(英フィナンシャル・タイムズ紙 2024年11月13日付)
2たす2は4なのだ
5でもなければ3でもないと思いながら
人は長らく悲嘆に暮れてきた
これからもずっとそうなのだろう
(A.E.ハウスマン)
1810年、米国では労働力の81%が農業に従事していた。製造業に携わるのは3%で、サービス業は16%だった。
1950年までには農業の割合が12%にまで落ち込み、製造業は24%でピークを迎えた。

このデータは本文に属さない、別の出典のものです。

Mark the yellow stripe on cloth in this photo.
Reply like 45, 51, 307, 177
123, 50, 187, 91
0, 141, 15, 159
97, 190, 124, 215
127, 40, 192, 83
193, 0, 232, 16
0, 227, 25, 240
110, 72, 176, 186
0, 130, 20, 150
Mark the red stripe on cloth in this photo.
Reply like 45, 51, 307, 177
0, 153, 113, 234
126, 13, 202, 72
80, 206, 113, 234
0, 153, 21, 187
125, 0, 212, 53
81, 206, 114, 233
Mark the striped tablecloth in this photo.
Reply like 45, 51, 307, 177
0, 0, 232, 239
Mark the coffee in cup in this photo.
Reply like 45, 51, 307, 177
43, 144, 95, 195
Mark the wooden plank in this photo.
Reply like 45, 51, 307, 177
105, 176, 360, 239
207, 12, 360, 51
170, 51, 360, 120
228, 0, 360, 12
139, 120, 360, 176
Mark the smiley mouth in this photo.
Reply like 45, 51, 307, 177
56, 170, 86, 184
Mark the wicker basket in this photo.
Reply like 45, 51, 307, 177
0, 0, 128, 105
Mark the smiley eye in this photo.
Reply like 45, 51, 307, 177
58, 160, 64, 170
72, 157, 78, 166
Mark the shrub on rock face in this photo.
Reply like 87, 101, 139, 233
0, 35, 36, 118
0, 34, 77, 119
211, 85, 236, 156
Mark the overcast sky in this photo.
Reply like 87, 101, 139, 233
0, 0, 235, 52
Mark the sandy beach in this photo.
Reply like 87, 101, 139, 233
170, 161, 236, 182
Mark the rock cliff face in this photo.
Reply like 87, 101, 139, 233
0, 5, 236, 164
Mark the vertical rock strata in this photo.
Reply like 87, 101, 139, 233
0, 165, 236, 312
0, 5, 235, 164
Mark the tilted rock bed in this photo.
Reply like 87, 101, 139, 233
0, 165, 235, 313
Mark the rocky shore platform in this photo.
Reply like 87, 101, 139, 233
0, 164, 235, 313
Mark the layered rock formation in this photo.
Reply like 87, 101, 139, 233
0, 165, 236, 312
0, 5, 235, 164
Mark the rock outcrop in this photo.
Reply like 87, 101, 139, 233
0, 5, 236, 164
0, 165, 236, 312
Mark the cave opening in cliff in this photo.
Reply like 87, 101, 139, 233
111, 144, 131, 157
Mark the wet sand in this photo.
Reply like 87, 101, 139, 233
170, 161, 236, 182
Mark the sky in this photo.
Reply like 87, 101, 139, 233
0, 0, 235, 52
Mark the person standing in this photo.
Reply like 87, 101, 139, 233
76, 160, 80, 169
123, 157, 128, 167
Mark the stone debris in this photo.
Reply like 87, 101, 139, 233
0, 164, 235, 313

サービス業の割合は64%にまで拡大していた。
そして2020年までには農業が2%を下回り、製造業が8%、サービス業が91%となっている。
この割合の推移は、現代の経済発展で見られる雇用のパターンにほかならない。
大国であろうと小国であろうと、貿易収支が黒字であろうと赤字であろうと、豊かになっていく国ではこのような展開が広く見られる。
これは言わば鋼鉄の経済法則だ。
雇用パターンの仕組み
このような展開をもたらす原動力は何なのか。
ハーバード大学ケネディ行政大学院とピーターソン国際経済研究所(PIIE)に籍を置くロバート・ローレンス氏は新著『Behind the Curve — Can Manufacturing Still Provide Inclusive Growth?』で、この問題を数種類の数字を使って説明している。

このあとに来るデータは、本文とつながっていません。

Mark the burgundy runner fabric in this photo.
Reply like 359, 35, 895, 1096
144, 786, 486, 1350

その数字とは、全雇用者数に占める上記3産業の当初のシェア、各産業が生産するモノやサービスの「需要の所得弾力性」と「代替の弾力性」、そして生産性の相対的な上昇率だ。
所得弾力性とは、所得が1%増える時にモノやサービスの需要が何パーセント増減するかを測った値で、代替の弾力性とは、価格の変化が需要に与える影響を測った値のことだ。
そして、このシンプルなモデルから得られる結果の一つが「スピルオーバー(波及効果)」だ。
ある産業で何が起きるかは、ほかの産業で起きていることにも大きく左右されるということだ。
まず、経験的事実に基づいたシンプルな想定を行う。第1に、生産性の伸び方が最も速いのは農業で、その後を製造業とサービス業が順に追う。
第2に、需要の所得弾力性は農業では1より小さいが、製造業では1より大きく、サービス業ではさらに大きい。
第3に、代替の弾力性はいずれの産業でも1より小さい。